Di Romani Guardini ammiro che rivendichi la virtù intesa “come quell’istanza la
cui realizzazione rende l’uomo autenticamente uomo” (con quell’uso estensivo
della parola uomo per intendere uomini e donne che comunque una avvisaglia sul
punto di vista maschiocentrico di chi parla ce la dà).
Virtù ovvero ricerca di valore che aiuti a capire se non il perché si sta al
mondo quanto meno quale è il modo migliore per starci, poiché finché uno nel
mondo non riesce a starci bene è assai dubbio reputi che la ragione del suo
trovarcisi all’interno sia benevola – fino ad arrivare alla
riflessione/consolazione del sopravvissuto adulto: si sta al mondo per capire
come poterci stare dentro nel miglior modo possibile per sé e per gli altri,
dato che come non c’è un sé se non ci sono degli altri rispetto a quel sé, allo
stesso mondo se non ci possono essere gli altri se non ci sono rispetto a un sé
di riferimento. Correggendo l’aritmetica pirandelliana: se c’è un uno ci possono
essere gli altri centomila e passa ma se non c’è nessuno non può esserci nessun
altro.
Rispetto al ritorno del caos a reti unificate che sollievo leggere che “Chi
invece sa che cosa è l’ordine, sente la pericolosità, anzi l’arcana minaccia del
disordine.” Eppure l’ordine non è una minaccia arcana altrettanto? Lo stesso
Guardini scrive: “In ogni virtù si annida la possibilità dell’anti-libertà.” In
Guardini per fortuna l’ordine non è una soluzione politica conservatrice,
retropica, securitaria, ma la ricerca di un equilibrio, di una armonia, di una
serenità possibile all’interno di un mondo impossibile per la convivenza umana
che pure, beckettianamente, è più che possibile, è addirittura reale.

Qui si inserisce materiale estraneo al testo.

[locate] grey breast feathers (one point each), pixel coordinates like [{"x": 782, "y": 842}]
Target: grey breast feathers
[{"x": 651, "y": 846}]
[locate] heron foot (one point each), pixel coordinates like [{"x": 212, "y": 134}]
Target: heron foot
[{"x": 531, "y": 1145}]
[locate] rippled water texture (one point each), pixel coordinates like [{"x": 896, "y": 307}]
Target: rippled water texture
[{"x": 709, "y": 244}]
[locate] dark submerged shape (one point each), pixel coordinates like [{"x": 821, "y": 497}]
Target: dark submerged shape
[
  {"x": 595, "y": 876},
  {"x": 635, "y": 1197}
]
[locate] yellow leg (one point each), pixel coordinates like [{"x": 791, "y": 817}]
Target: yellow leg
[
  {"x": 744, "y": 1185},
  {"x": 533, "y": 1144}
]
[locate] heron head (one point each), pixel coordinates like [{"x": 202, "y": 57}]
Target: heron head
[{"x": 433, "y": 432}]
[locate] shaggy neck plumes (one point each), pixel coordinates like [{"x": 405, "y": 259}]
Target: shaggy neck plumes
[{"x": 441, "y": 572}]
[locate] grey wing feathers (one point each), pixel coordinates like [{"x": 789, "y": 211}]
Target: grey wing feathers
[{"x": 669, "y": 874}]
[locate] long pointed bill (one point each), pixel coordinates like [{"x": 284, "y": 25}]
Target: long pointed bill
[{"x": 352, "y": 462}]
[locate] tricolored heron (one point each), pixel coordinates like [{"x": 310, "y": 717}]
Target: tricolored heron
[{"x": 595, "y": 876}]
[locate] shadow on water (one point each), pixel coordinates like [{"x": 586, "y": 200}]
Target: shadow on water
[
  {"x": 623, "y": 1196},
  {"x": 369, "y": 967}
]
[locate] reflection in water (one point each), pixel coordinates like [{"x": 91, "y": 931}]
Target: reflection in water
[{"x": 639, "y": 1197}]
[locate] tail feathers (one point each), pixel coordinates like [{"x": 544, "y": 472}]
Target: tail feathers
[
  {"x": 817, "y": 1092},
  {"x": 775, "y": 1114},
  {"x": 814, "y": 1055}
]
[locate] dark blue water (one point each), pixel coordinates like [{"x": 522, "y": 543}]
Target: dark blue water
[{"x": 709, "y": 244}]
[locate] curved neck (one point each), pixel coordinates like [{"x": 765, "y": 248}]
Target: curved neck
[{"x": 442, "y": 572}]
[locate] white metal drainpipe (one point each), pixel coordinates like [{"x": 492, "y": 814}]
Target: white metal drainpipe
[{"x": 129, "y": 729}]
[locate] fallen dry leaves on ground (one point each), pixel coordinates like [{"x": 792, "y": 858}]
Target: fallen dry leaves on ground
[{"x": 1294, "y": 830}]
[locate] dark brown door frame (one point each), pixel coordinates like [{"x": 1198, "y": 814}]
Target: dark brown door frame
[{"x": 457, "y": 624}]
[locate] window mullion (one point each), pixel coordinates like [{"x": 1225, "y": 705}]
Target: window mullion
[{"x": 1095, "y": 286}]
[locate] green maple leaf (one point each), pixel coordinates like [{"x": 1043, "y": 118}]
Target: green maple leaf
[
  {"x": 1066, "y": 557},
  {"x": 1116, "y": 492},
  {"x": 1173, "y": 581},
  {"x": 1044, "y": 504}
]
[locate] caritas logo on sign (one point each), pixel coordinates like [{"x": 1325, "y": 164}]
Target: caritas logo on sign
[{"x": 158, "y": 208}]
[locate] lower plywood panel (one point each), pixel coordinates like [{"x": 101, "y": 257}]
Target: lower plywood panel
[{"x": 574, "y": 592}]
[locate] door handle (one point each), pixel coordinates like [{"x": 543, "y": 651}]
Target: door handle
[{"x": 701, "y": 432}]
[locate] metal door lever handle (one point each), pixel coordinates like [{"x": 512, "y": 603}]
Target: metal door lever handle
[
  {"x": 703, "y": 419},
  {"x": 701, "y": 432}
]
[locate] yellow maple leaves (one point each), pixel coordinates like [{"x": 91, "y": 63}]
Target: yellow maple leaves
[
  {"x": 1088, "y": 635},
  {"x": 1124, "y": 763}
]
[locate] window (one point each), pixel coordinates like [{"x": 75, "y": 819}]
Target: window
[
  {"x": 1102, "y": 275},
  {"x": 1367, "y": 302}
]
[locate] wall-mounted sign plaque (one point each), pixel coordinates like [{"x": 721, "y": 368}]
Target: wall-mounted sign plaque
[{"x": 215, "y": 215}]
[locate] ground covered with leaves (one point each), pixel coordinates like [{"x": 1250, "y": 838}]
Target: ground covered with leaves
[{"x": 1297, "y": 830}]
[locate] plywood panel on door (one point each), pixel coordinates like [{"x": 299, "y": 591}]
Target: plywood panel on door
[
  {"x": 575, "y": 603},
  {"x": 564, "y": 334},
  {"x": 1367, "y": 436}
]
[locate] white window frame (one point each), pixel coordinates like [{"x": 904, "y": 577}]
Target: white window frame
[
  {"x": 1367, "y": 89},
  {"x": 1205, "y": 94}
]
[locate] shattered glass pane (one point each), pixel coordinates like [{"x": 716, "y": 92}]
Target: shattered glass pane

Quando leggo “Si è sviluppata in tempi vicini una concezione dello Stato secondo
cui [a] esso, in vista della potenza, del benessere, del progresso, ogni
iniquità è permessa. Quando un’ingiustizia ha raggiunto il suo scopo benefico,
cade nel nulla” mi figuro Guardini bloccato alle frontiere statunitensi, ai
checkpoint israeliani, per ben sospetta connivenza col nemico, poi mi ricordo
che è morto nel 1968 e penso fiuuu, se l’è scampata quest’epoca in cui i
cosiddetti governi liberali e democratici se ne inventano di ogni per far
passare sotto il cappello della legalità la decapitazione dei diritti e delle
garanzie su cui dovrebbero fondarsi.
Leggendo Virtù scopro l’uomo, e la donna, che vorrei piacesse essere a me e agli
altri: verace, “Significa non soltanto dire la verità, ma anche farla”, capace
di accettazione, “In fondo ciò che importa è soltanto che tu sia leale”, “È
sempre l’accettazione del reale che fonda la lealtà dell’esistenza”, paziente
(come il Dio di Guardini che “non solo ha fatto il mondo, ma lo tiene e lo
porta. Egli non se ne annoia”), giusto, “L’uomo non soltanto è, ma il suo essere
gli è affidato e gli viene attribuito quanto egli ne fa”, rispettoso, “È forse
lecito dire che ogni vera cultura comincia con il fatto che l’uomo si ritrae”,
fedele perché i fedeli “creano stati d’animo duraturi”,
disinteressato, “Sembrano farsi rare le persone che compiono la propria opera in
dedizione pura semplicemente perché essa è valida, perché essa è
bella”, ascetico quando per ascesi si intende “rinunciare a ciò che non può
essere”, e coraggioso!
> “Poiché il futuro, a dispetto di prognosi in casi particolari, è appunto
> l’ignoto. Ma vivere significa avanzare verso l’ignoto, ed esso può delinearsi
> dinanzi ai nostri occhi come un caos entro cui dobbiamo osare di
> precipitarci.”
E la bontà? La tanto sputtanata e infangata bontà degradata a buonismo, wokismo
per niubbi, coglionaggine patologica degli amanti delle culone inchiavabili?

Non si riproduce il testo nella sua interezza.